The Canon. All That Is Solid Melts into Air: The Experience of Modernity By Marshall Berman

October 29, 2009

Marshall Berman's book was first published in the UK in 1983 by Verso and it had an immediate impact. Perry Anderson wrote an 18-page review in New Left Review that was respectful - "surely ... a classic in its field" - yet critical. Berman wrote a ten-page response in the same publication.

I still have faded stencils of the articles and a battered copy of the book. From 1985, they became set readings on "Modern Times", the final-year core course of the bachelor in cultural studies at the University (then Polytechnic) of East London, where I have taught since 1983. Berman was also the main influence on the volume Modern Times that several of us in the department produced in 1996, as well as some key Open University texts.

Why? The early 1980s were a moment of transition in Marxism. There was an increasing engagement with postmodernism and detachment from the structuralist theories that had dominated Left thinking in the 1970s. Class-based paradigms had been ruptured by feminists and race theorists. In France, the focus had shifted to signs and discourse, and in the UK, Stuart Hall and the Centre for Contemporary Cultural Studies argued for the more mobile theories of Gramsci, the significance of popular culture and the fragmentation of modern identities. The concepts of postmodernism and postmodernity, applied in the first instance to the arts in the US but later widened to include post-structuralism in Europe, meant that intellectual attention turned also to modernity and modernism - to what preceded postmodernity.

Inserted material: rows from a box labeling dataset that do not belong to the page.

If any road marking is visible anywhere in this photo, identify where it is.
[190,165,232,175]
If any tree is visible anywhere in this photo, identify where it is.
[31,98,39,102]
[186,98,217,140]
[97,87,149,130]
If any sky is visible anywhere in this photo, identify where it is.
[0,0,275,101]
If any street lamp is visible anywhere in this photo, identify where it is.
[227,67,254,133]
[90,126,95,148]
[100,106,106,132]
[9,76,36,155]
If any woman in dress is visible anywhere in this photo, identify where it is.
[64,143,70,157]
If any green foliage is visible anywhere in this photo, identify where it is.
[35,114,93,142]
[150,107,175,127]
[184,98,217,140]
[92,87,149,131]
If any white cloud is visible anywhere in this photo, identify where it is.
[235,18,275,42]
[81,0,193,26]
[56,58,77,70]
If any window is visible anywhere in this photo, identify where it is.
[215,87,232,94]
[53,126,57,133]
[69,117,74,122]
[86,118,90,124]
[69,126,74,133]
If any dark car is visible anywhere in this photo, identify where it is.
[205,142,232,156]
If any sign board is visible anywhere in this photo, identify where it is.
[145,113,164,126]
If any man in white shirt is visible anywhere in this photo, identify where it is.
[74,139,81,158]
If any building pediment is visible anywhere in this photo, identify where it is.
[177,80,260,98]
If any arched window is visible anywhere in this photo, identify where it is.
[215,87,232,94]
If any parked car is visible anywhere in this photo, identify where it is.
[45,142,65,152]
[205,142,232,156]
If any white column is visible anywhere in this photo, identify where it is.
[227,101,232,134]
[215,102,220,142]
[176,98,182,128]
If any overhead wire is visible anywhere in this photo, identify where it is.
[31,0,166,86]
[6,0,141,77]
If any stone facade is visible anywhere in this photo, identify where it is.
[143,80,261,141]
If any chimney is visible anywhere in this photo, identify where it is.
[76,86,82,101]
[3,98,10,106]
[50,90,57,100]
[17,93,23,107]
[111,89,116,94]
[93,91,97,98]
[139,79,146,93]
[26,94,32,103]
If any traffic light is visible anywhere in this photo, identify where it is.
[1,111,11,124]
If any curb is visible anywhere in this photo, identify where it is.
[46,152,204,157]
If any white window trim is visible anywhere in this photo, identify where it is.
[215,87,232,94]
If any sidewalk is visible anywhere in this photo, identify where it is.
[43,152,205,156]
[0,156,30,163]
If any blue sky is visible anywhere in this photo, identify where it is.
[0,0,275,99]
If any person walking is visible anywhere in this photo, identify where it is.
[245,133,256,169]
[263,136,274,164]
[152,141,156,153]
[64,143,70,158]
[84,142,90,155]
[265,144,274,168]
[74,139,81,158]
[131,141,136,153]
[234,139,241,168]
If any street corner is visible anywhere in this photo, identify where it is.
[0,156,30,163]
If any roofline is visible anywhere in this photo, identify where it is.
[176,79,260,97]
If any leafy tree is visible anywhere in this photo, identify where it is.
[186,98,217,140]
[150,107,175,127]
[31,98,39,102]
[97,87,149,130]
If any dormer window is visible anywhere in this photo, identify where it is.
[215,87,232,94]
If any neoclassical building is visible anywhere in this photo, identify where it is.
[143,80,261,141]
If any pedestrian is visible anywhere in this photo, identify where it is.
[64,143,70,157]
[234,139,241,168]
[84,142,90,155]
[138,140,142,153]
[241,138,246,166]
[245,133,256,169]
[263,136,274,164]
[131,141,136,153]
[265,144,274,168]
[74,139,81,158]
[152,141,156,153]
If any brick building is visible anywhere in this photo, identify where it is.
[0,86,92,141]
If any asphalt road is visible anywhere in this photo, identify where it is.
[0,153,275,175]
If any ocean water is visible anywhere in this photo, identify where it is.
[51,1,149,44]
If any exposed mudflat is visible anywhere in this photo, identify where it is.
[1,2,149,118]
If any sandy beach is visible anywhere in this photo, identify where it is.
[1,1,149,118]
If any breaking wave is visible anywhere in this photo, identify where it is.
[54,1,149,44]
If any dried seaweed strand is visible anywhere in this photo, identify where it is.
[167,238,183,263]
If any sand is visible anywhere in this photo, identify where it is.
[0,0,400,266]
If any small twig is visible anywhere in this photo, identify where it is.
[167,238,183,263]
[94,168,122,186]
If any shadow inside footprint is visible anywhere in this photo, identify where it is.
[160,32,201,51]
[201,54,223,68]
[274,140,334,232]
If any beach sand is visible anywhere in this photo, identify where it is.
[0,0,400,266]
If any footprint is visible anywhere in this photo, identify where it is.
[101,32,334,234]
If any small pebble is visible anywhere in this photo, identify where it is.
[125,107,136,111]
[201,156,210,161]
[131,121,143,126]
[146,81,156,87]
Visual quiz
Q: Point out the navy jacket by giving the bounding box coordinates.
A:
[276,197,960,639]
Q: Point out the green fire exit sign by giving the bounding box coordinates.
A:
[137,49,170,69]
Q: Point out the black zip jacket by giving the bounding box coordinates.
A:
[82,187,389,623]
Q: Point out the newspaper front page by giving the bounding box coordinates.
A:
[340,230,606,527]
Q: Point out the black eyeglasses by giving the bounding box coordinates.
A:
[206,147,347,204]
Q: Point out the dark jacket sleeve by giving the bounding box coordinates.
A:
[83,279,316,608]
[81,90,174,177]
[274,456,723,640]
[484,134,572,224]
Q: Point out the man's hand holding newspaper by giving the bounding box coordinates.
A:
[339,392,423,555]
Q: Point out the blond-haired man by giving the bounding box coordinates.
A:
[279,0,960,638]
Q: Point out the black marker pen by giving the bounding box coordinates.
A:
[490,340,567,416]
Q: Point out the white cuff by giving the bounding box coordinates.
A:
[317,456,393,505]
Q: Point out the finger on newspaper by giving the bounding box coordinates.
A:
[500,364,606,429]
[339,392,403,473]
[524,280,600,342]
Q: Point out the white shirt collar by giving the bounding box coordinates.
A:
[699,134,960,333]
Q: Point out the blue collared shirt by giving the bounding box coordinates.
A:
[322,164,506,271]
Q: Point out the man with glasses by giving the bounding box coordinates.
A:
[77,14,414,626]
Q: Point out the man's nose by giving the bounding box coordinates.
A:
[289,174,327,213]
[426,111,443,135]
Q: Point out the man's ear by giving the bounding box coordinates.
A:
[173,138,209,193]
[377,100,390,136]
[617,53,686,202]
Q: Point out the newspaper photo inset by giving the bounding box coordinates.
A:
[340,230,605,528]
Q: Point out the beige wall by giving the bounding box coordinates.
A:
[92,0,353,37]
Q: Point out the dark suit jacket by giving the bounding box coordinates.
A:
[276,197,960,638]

Berman's superbly written book made a crucial contribution to this trend. Drawing on the work of 19th-century modernist thinkers, he expanded and enriched the notions of modernity and modernism (albeit not to the liking of Anderson) by pulling them away from specific historical conjunctures and elite cultural forms (Anderson's focus) and reshaping them to refer not only to art and thought but to life itself: to the emergence of a modern sensibility; to the creativity of ordinary people negotiating the perils and possibilities of everyday life in the metropolis. His concern was with the personal and spatial consequences of modernisation. "To be modern ... is to experience ... life as a maelstrom, to find one's world in perpetual disintegration and renewal, trouble and anguish, ambiguity and contradiction ... To be modernist is ... to become the subjects as well as the objects of modernisation."

Although Berman's new world was inclusive in spirit, women occupied a marginal place in his narrative. But at the moment of publication this was more of an incitement than a drawback. His expansive framework was easily appropriated to illuminate the transformations in women's lives and consciousness. His optimistic yet dialectical vision of modernity - his "modernism of the streets" - influenced my own work on the cultures of consumption and more recently on cosmopolitanism.

The imaginative range, intellectual force and infectious generosity of this book are what place it incontestably in the gallery of canonical texts. Berman has just published a new book, On the Town. How will it compare?